Ronny Kerr · March 23, 2011 · Short URL:

Browser wars heat up with major release of new Mozilla Firefox and beta release of Google Chrome

It doesn’t look like Mozilla is looking to break its own Guiness World Record for most software downloads, an honor held by Firefox 3. This time around, with the launch of Firefox 4, it feels much more like Mozilla is just trying to hold its ground in the increasingly competitive browser market.

And it appears to be working.

If you’re into watching people around the world download software, you can do so at this landing page, which says Firefox 4 has been downloaded nearly nine million times (as of publishing). In its first 24 hours, the browser had already been downed almost seven million times, or more than triple the two million downloads of Internet Explorer 9 on its first day.

But it’s Google Chrome that Mozilla Firefox is really competing with.

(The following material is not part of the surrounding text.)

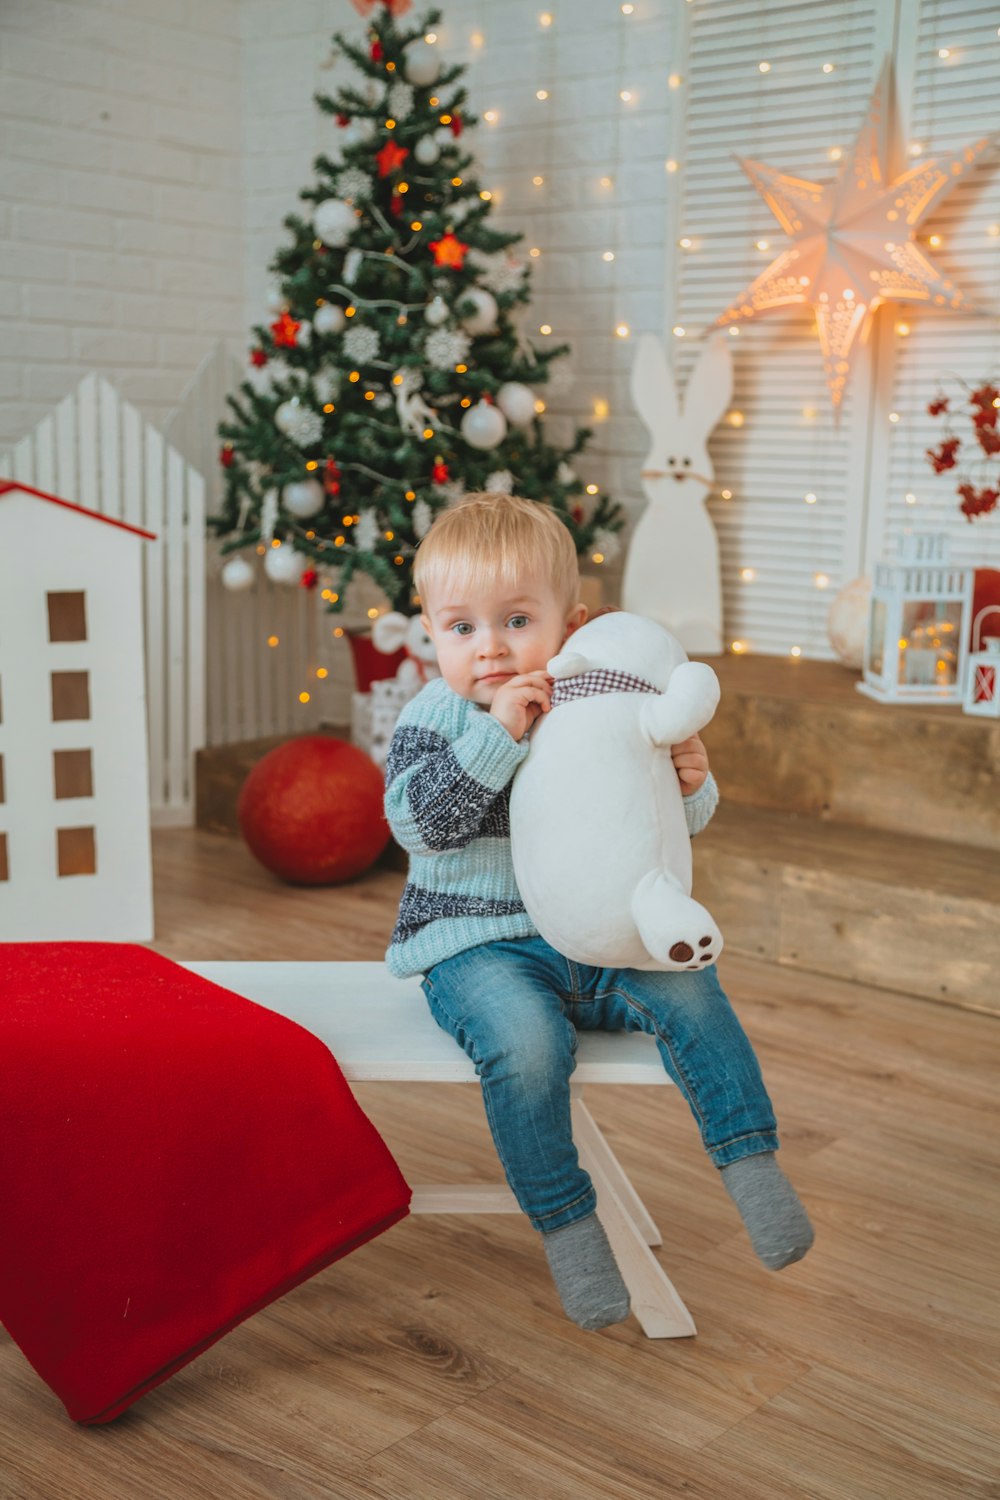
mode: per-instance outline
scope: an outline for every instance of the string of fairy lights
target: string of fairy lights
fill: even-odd
[[[609,12],[617,13],[617,19],[620,26],[623,28],[623,30],[619,33],[616,72],[614,79],[612,80],[615,93],[617,95],[618,109],[617,111],[613,111],[611,116],[611,138],[609,141],[608,151],[610,160],[616,164],[620,164],[621,160],[620,121],[626,111],[635,110],[639,106],[642,98],[642,91],[638,84],[631,81],[627,76],[628,70],[625,61],[627,49],[624,28],[632,24],[641,23],[643,19],[647,19],[651,13],[651,3],[652,0],[623,0],[623,3],[619,3],[619,0],[609,0],[608,3]],[[699,0],[686,0],[686,5],[692,8],[697,7],[698,3]],[[595,7],[591,6],[591,14],[593,14],[594,10]],[[801,63],[798,59],[796,59],[793,63],[786,65],[783,60],[780,59],[780,55],[774,57],[767,55],[767,53],[770,51],[770,48],[767,45],[768,35],[766,30],[766,17],[767,8],[765,7],[763,12],[759,13],[759,21],[763,24],[758,26],[756,32],[757,39],[760,42],[762,55],[759,56],[756,60],[748,57],[746,62],[747,68],[753,70],[753,72],[756,73],[761,85],[760,91],[758,92],[757,98],[754,102],[753,119],[755,120],[759,118],[759,111],[768,98],[767,91],[769,89],[773,90],[773,87],[776,84],[780,86],[781,83],[787,79],[788,68],[794,67],[796,69],[801,69]],[[534,131],[534,140],[536,142],[534,159],[526,160],[524,162],[523,170],[527,174],[528,181],[530,182],[531,188],[533,190],[532,194],[529,196],[528,201],[529,203],[537,203],[540,208],[550,202],[548,189],[553,180],[553,173],[555,171],[563,173],[567,170],[567,168],[563,165],[557,165],[554,167],[551,155],[552,140],[554,135],[554,131],[552,129],[553,123],[557,118],[562,120],[563,123],[566,122],[565,116],[559,114],[560,78],[558,72],[559,53],[556,46],[556,38],[558,36],[561,20],[562,17],[560,11],[554,4],[550,5],[549,8],[540,10],[537,13],[537,35],[535,41],[534,43],[526,44],[525,47],[526,58],[531,59],[531,62],[533,64],[533,68],[531,71],[535,76],[529,76],[526,70],[525,75],[522,79],[524,97],[523,101],[519,101],[518,103],[519,110],[522,108],[523,103],[522,119],[530,118],[535,121],[539,127]],[[475,13],[475,19],[472,22],[470,29],[464,30],[465,26],[469,25],[468,22],[459,23],[458,25],[453,24],[450,26],[447,32],[449,51],[451,51],[452,53],[461,52],[464,46],[466,49],[466,60],[470,63],[480,65],[489,53],[489,27],[491,24],[495,24],[498,28],[502,27],[504,25],[503,18],[501,17],[497,8],[487,5],[481,5],[480,7],[478,7],[477,12]],[[461,25],[464,31],[464,35],[459,35],[459,25]],[[850,26],[845,26],[841,28],[841,30],[845,36],[848,36],[851,34],[852,28]],[[444,28],[442,28],[442,32],[444,32]],[[1000,38],[1000,27],[996,28],[996,35],[998,38]],[[438,41],[438,37],[435,34],[428,34],[425,40],[428,41],[428,43],[435,44]],[[967,52],[968,48],[961,48],[942,42],[942,44],[937,48],[937,60],[942,68],[953,69],[961,64],[963,58],[967,55]],[[825,58],[822,62],[816,64],[817,84],[821,85],[824,81],[829,80],[834,85],[836,85],[837,82],[843,80],[847,66],[848,65],[842,63],[836,55],[831,55]],[[669,67],[670,70],[667,73],[665,80],[667,88],[671,92],[683,91],[686,86],[687,80],[680,71],[675,69],[672,64],[669,65]],[[801,79],[797,81],[800,82]],[[493,103],[489,100],[488,85],[483,88],[481,83],[477,83],[476,92],[479,96],[476,100],[476,103],[479,105],[478,113],[485,129],[490,132],[502,130],[505,124],[505,111],[500,107],[499,104]],[[678,97],[680,97],[680,95],[678,95]],[[539,111],[537,110],[532,112],[532,99],[535,105],[541,107],[541,113],[539,113]],[[843,110],[840,108],[836,87],[832,88],[829,91],[826,104],[829,110],[827,116],[827,128],[831,135],[834,134],[835,122],[841,119],[844,119],[845,124],[847,124],[849,127],[853,126],[853,120],[846,117]],[[683,111],[681,113],[683,113]],[[548,118],[546,118],[546,115],[548,115]],[[681,135],[683,135],[683,132],[681,132]],[[484,144],[486,145],[486,154],[495,156],[496,153],[491,151],[488,141],[484,142]],[[908,146],[909,155],[913,158],[922,156],[925,152],[925,149],[926,143],[918,140],[911,141]],[[835,141],[827,149],[826,155],[830,163],[836,166],[837,163],[842,161],[844,153],[845,145],[841,142]],[[683,202],[683,195],[679,191],[679,189],[684,178],[684,168],[685,163],[683,161],[683,153],[679,148],[675,148],[672,154],[668,156],[664,161],[664,169],[668,179],[670,205],[672,208],[681,207]],[[606,203],[610,211],[608,212],[606,219],[608,225],[608,233],[604,237],[605,244],[603,248],[588,250],[585,253],[595,254],[599,256],[600,260],[609,268],[616,262],[620,261],[620,258],[622,256],[621,206],[617,196],[617,182],[613,174],[613,167],[610,171],[601,171],[596,174],[593,181],[587,185],[590,193],[593,195],[594,200],[597,203],[601,203],[602,201]],[[483,196],[491,197],[494,205],[499,207],[503,202],[504,192],[499,187],[491,186],[484,190]],[[759,202],[759,200],[757,201]],[[547,221],[549,217],[550,216],[547,214],[540,214],[539,225]],[[1000,239],[1000,224],[989,225],[986,232],[991,239]],[[752,231],[751,233],[752,239],[748,240],[747,245],[748,257],[750,258],[751,263],[753,261],[759,263],[762,258],[766,257],[768,254],[773,254],[776,247],[780,247],[782,231],[777,225],[773,225],[770,229],[758,229],[756,231]],[[545,297],[547,292],[550,290],[548,286],[548,278],[544,274],[545,257],[550,251],[556,250],[558,249],[558,247],[552,245],[547,246],[544,243],[545,236],[541,232],[540,228],[536,228],[534,231],[530,232],[529,237],[531,238],[532,243],[530,244],[530,248],[527,250],[527,255],[530,257],[531,261],[536,264],[538,269],[542,271],[542,274],[538,276],[536,280],[537,294],[535,302],[536,304],[540,304],[544,309]],[[925,240],[926,245],[931,250],[939,249],[942,245],[942,242],[942,236],[938,232],[928,234]],[[709,248],[705,235],[693,233],[692,231],[687,229],[679,219],[677,220],[677,247],[682,252],[685,258],[697,256],[700,253],[705,252]],[[626,341],[632,337],[632,328],[628,321],[627,310],[624,309],[621,305],[627,288],[624,285],[622,278],[620,276],[616,276],[614,272],[609,272],[609,279],[611,283],[609,287],[610,302],[614,308],[614,316],[612,326],[608,329],[608,335],[610,337]],[[540,320],[536,327],[538,333],[542,337],[549,337],[553,333],[556,333],[557,336],[561,334],[562,330],[557,330],[554,328],[553,323],[545,316],[544,311],[539,314],[539,319]],[[694,330],[679,319],[672,326],[671,331],[675,339],[681,340],[685,338],[690,339],[692,334],[700,335],[703,330]],[[911,326],[909,320],[905,317],[897,318],[894,323],[895,336],[899,339],[905,339],[909,337],[910,332]],[[730,324],[728,327],[728,334],[733,338],[739,337],[739,326],[736,324]],[[602,424],[607,422],[613,414],[612,401],[609,395],[606,392],[601,391],[592,392],[587,400],[589,407],[588,419],[594,424]],[[545,402],[541,398],[539,398],[536,403],[536,409],[540,412],[545,410]],[[830,431],[827,430],[826,424],[818,422],[819,413],[814,404],[804,405],[802,407],[801,416],[803,425],[815,427],[817,439],[819,440],[819,446],[814,445],[815,451],[813,459],[815,471],[817,473],[826,472],[829,460],[829,445],[832,441],[832,435]],[[745,427],[747,417],[744,411],[734,406],[725,414],[722,420],[730,430],[739,431],[740,429]],[[888,414],[888,421],[892,426],[895,427],[903,421],[903,416],[898,411],[891,411]],[[821,439],[820,434],[822,434]],[[596,494],[598,493],[599,487],[596,484],[589,484],[586,486],[586,489],[588,494]],[[802,495],[802,503],[807,507],[810,507],[810,509],[821,510],[821,489],[822,486],[819,485],[816,488],[805,490]],[[712,491],[712,495],[717,496],[723,501],[732,501],[736,498],[731,483],[717,484],[717,487],[715,487]],[[917,495],[913,491],[907,491],[905,495],[905,503],[908,506],[916,505],[918,503]],[[593,561],[595,562],[595,564],[599,565],[605,560],[606,559],[604,558],[604,556],[599,553],[595,553],[593,556]],[[760,569],[758,566],[744,564],[737,567],[736,572],[739,581],[745,585],[752,585],[760,578]],[[832,581],[833,580],[831,579],[830,574],[827,571],[824,571],[820,567],[813,567],[811,582],[817,590],[821,592],[828,590],[831,586]],[[370,618],[376,618],[381,613],[381,611],[378,608],[370,608],[367,613]],[[343,627],[337,627],[334,631],[334,634],[337,636],[342,636],[344,634]],[[270,636],[268,639],[268,644],[276,646],[278,644],[278,637],[276,635]],[[729,649],[737,655],[748,653],[752,650],[752,642],[749,639],[736,638],[730,640],[728,644]],[[789,646],[788,655],[791,658],[800,658],[802,654],[803,648],[798,642],[793,643]],[[315,671],[315,676],[320,678],[321,680],[328,675],[329,674],[327,669],[323,667],[320,667]],[[299,694],[300,702],[308,703],[309,699],[310,695],[307,691],[302,691]]]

Firefox once owned an all-time high 47.9 percent of the browser market, back in July 2009, or a month after the release of Firefox 3.5. Back then, Internet Explorer and Chrome owned 39.4 percent and 6.5 percent of the market, respectively. Fast forward to today and you’ll see that Firefox and Internet Explorer have both dropped substantially, to 42.4 percent and 26.5 percent, respectively. Chrome, now with 24.1 percent of the market, has experienced an astronomical rise in usage.

(Lesser used browsers Safari and Opera have for the most part maintained four percent and 2.5 percent shares of the market, respectively.)

With Firefox 4 out in the wild and doing well, Chrome isn’t sitting idly by.

Refusing to let its worthy competitor bask in the glory of being the newest browser for even one day, Google Chrome just got bumped up today to a version 11 beta, which adds support for the HTML5 speech input API. The powerful API allows developers to integrate a voice-to-text feature directly on to their website. You press a button, talk into your microphone and speech servers do the rest.

(If you install the latest beta Chrome, you can test out the transcription technology here.)

The new update also provides a “sneak peek” into GPU-accelerated 3D CSS, which introduces 3D effects into CSS content.